L’accettabilità delle nuove strategie da parte dei cittadini e degli operatori può essere limitata
Diversi interventi hanno evidenziato come l’adozione di nuovi test (come il test Hpv) o di nuovi protocolli basati sul rischio, che prevedono per una quota spesso consistente della popolazione esaminata una riduzione dell’intensità di screening, possa essere percepita come un razionamento dell’offerta e una limitazione del diritto di accedere a un Lea. L’esperienza dei programmi o dei progetti pilota che hanno adottato questi approcci indica che la loro accettabilità da parte degli assistiti è spesso ridotta e questa tendenza in prospettiva potrebbe limitarne la diffusione, se non altro perché l’accettabilità rappresenta uno dei parametri valutati nel processo decisionale che viene oggi raccomandato per l’adozione di una strategia di screening (GRADE EtDframework). In questo modo si vanificano però i potenziali benefici (sia in termini di riduzione del fabbisogno di risorse, che di riduzione dei rischi di eventi avversi per gli assistiti associati all’esecuzione di esami non necessari) delle nuove modalità di screening personalizzato.
Sono stati anche rilevati problemi di accettabilità di specifiche metodiche di screening da parte degli operatori, in qualche modo speculari a quelli rilevati tra gli assistiti. Anche in questo caso il gradimento di una tecnologia e la disponibilità ad adottarla non sempre sono coerenti con le evidenze disponibili, come segnalato nel caso dello screening mammografico, dove si rileva una forte spinta da parte degli operatori all’utilizzo della tomosintesi come metodica di screening primario, in assenza di prove di una sua maggiore efficacia rispetto alla mammografia digitale (e di un documentato impatto negativo sulla disponibilità di risorse), o nel caso dello screening dei tumori colorettali, dove una metodica come la sigmoidoscopia, per cui sono disponibili solide prove di efficacia, non viene utilizzata dagli operatori.

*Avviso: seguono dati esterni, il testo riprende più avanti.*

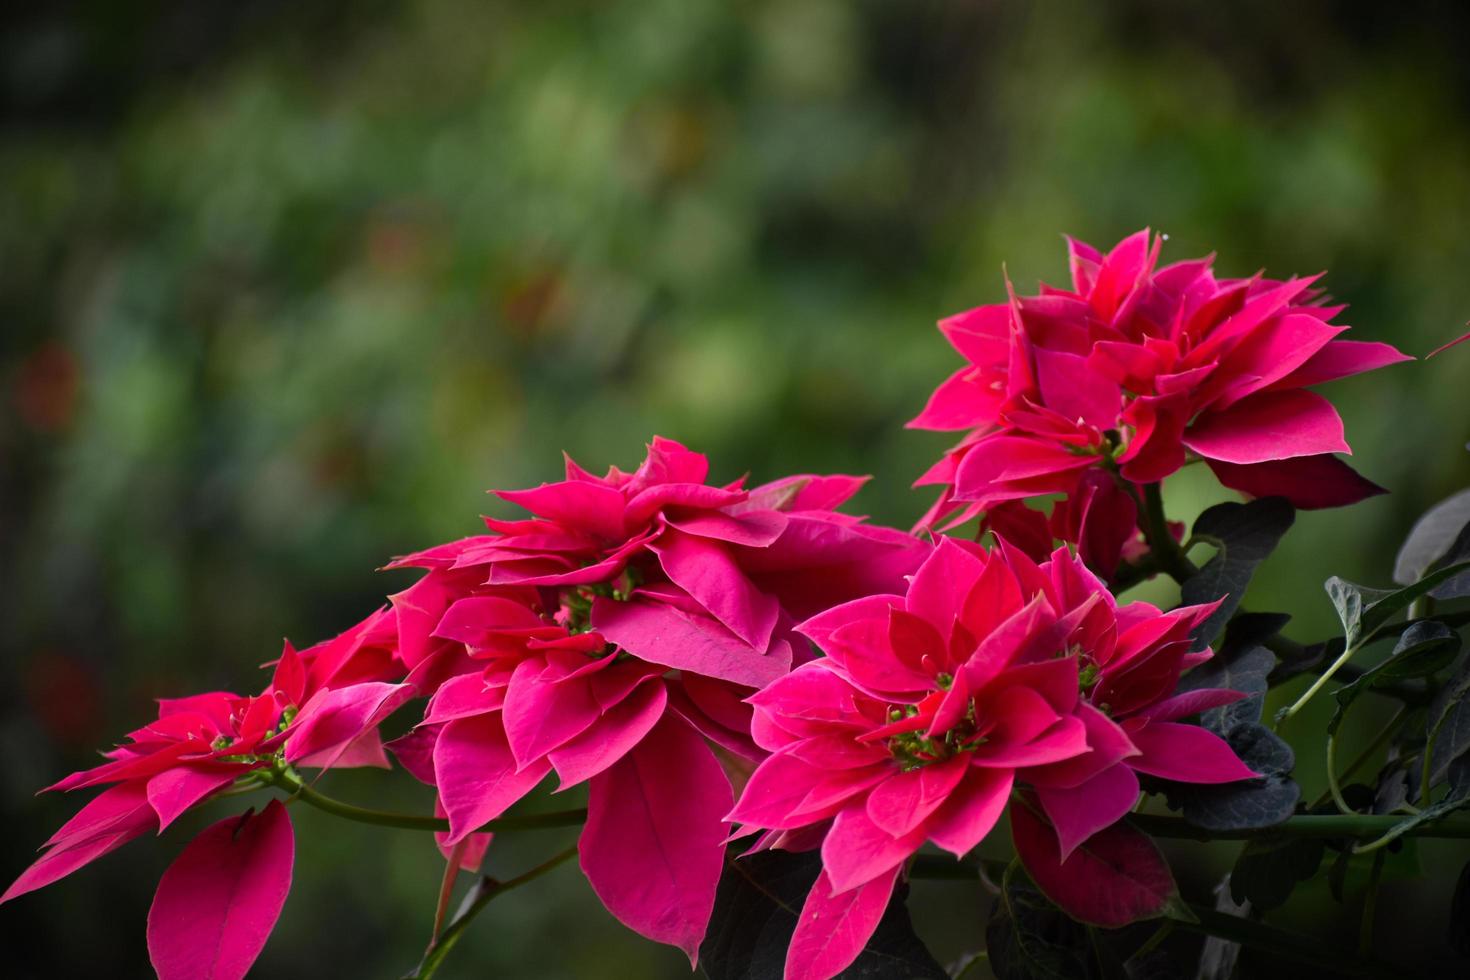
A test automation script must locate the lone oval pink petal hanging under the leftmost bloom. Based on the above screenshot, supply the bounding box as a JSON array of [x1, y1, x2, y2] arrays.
[[148, 799, 295, 980]]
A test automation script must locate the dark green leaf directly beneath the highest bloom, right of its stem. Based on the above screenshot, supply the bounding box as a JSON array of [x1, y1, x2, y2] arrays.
[[1179, 497, 1297, 649]]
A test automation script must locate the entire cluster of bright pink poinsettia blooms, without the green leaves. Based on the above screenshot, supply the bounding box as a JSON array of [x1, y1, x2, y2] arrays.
[[0, 232, 1404, 980]]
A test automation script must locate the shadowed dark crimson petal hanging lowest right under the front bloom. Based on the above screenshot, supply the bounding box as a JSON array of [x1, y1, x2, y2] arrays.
[[1010, 802, 1179, 929]]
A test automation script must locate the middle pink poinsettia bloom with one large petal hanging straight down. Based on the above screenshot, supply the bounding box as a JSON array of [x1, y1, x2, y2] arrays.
[[392, 438, 928, 962]]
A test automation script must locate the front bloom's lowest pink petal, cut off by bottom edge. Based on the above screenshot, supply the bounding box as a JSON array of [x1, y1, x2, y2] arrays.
[[785, 865, 898, 980]]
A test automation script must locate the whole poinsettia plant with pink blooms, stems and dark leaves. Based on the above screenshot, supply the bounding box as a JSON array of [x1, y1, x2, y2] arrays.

È necessaria la collaborazione con i cittadini e con i professionisti – clinici
Per contenere queste spinte che rischiano di minare la sostenibilità dei programmi di popolazione e peggiore il rapporto costo beneficio dello screening anche a livello individuale, appare quindi necessario sviluppare e rafforzare le collaborazioni con i professionisti clinici e con le associazioni dei pazienti e dei cittadini, per costruire una consapevolezza e una pratica condivise della programmazione e valutazione delle strategie di screening.
Le associazioni dei pazienti, pur avendo come scopo condizioni cliniche differenti, devono convergere verso azioni sinergiche che sono, nei fatti, comuni a tutti gli interventi di promozione della salute e prevenzione secondaria. In particolare, l’advocacy ai diversi livelli decisionali e la loro capacità di interfacciarsi con il cittadino parlando lo stesso linguaggio saranno armi potenti per superare le barriere all’applicazione delle nuove raccomandazioni già citate per il livello istituzionale (es. aggiornamento Lea) e comunicativo (mancata accettazione della de-intensificazione degli interventi da parte dei destinatari).

Conclusioni
L’opportunità di un confronto trasversale tra i diversi programmi, consolidati e in fase di progettazione, e tra i diversi portatori di interesse nel mondo degli screening oncologici ha confermato l’importanza di iniziative che superino consuetudini settoriali consolidate per sviluppare sinergie per superare le criticità evidenziate dalla pandemia e sostenere l’innovazione.